There is something wonderful about opening a new book about a saint. Besides learning a bit about the history and time period that the saint lived in, we can learn about what people in those time periods struggled with. We then realize that their struggles are oddly similar to the ones we still struggle with today. (Ya know the old saying, “There’s nothing new under the sun,” still holds true). This is exactly how I felt as I opened Eugène de Mazenod: A Saint for Today by Alex R. Hey, and learned more about a very turbulent time for families in European history. Hey writes in the introduction that he came to know and love St. Eugène while he was trying to find the patron saint of children of divorce. St. Eugène wasn’t an exact fit, the patron of dysfunctional families, but as Hey researched the saint, he found many similarities to his own feelings dealing with his own broken family.
Turbulent Times, Turbulent Life
The story of Eugène de Mazenod is one that is very relatable to us today. The period of time that Eugène lived during (the French Revolution) was similar to our own time. The people would live beyond their means to look more wealthy that they really were. The would incur large sums of debt, which put extra stresses on the relationships of the family. This is what too many families struggle with today! His family had to flee France during Bastille Day to avoid Charles-Antoine de Mazenod, Eugène’s father, from being killed! After that day, his previous “noble” and rich lifestyle was over, and his parents struggled to provide for him and his sister.
Eventually, St. Eugène’s mother moved back to France and divorced his father in order to keep her inheritance. From that point forward, Eugène longed for his parents to reunite, which never came to fruition. When Eugène was a young man, his mother ultimately left and divorced his father so that she could maintain the luxuries she was used to. This left his father in debt and struggling to make ends meet, barely providing food for the two of them.
Blame for Broken Family
St. Eugène struggled with his parent’s divorce and blamed the struggles in his life to this event. While he did have a crisis of faith as a young man, he ultimately didn’t succumb to life long sadness which affects so many children. St. Eugène was just as human as all of us. He had dark times and struggled with God because life wasn’t as perfect as he wanted it. Once he finally realized that he needed to give it all to God, he was able to follow God’s will for his life.
Looking Forward Towards God
What Hey came to realize, and is a strong theme throughout this story, is that St. Eugène was not defined by his broken family. He overcame the brokenness he felt being abandoned by his mother. He, of course, like all of us, needed other people in his life to help guide him in his spiritual growth. With our divorce rate so high, there are many children who feel abandoned by one or both of their parents, and feel like they have no one to talk to. Children often feel ashamed and angry that they weren’t able to keep their parents together. In their innocence, they may even feel that they are the reason why their family was torn apart.

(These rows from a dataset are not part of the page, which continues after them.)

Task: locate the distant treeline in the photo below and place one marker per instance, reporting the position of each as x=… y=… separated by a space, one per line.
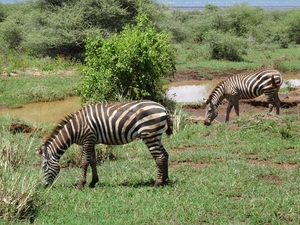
x=56 y=27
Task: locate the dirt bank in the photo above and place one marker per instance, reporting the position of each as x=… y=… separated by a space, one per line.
x=290 y=103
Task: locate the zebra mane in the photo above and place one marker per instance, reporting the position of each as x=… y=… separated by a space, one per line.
x=58 y=127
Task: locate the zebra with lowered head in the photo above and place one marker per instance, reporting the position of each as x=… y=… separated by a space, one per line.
x=248 y=86
x=111 y=124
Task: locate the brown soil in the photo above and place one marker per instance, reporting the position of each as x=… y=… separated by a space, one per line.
x=19 y=127
x=289 y=102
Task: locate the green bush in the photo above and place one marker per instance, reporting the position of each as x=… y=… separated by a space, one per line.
x=130 y=64
x=224 y=46
x=291 y=26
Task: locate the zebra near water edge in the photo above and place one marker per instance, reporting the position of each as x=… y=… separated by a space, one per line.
x=110 y=124
x=247 y=86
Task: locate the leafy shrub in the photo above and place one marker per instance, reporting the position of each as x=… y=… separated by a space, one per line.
x=224 y=46
x=290 y=26
x=11 y=33
x=130 y=64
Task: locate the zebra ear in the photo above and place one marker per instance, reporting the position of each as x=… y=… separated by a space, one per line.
x=207 y=101
x=41 y=150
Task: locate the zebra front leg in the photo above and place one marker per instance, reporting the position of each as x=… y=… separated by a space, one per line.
x=93 y=163
x=162 y=177
x=229 y=107
x=82 y=181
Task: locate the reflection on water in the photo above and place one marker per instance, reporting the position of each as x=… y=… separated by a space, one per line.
x=45 y=112
x=291 y=82
x=194 y=91
x=53 y=112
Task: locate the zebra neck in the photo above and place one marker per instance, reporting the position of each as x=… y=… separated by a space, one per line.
x=60 y=142
x=217 y=95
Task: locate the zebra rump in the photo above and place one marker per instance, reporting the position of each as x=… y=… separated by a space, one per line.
x=111 y=124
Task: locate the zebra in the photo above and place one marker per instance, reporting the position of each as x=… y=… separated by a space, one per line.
x=110 y=124
x=247 y=86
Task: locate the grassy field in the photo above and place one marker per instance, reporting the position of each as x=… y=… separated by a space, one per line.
x=245 y=171
x=242 y=172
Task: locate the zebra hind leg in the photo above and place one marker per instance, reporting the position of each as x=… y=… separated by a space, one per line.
x=95 y=177
x=162 y=169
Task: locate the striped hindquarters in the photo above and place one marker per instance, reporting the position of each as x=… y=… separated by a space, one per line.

Eugène became able to see the good that could come from his sufferings. The separation from his father and the refusal of his parents to reunite now awakened him to the idea that the Lord had grander plans for him than he could have imagined. His sufferings allowed him to recognize that the plans of God and the plans of Eugène were not the same.
And isn’t this so true! God calls each of us in our struggle, and will provide help to endure those dark times, if we are willing to say ‘yes’. This is exactly what God provided in St. Eugène’s first mentor, Don Bartolo Zinelli during his first exile in Italy. While only studying with him for a relatively short period of Eugène’s life, Don made an everlasting impression on the young boy and who ultimately lead him into the priesthood. He founded the Missionary Oblates of Mary Immaculate and eventually became the bishop of Marseilles.
Alex Hey writes with eloquence and clarity when describing the events in the life of St. Eugène. He brings in the lessons learned by St. Eugène’s struggles, so that we can also learn the lessons to overcome the similar struggles in our own lives. The book is very well documented and referenced. Hey honestly about St. Eugène’s struggles and dark times, giving us the example of how to overcome those difficult times. Eugène de Mazenod: A Saint for Today by Alex R. Hey, is a great example for us to all follow to overcome our childhood and family trials and hold close to God who will ultimately guide us to our best selves, no matter what our vocation may be.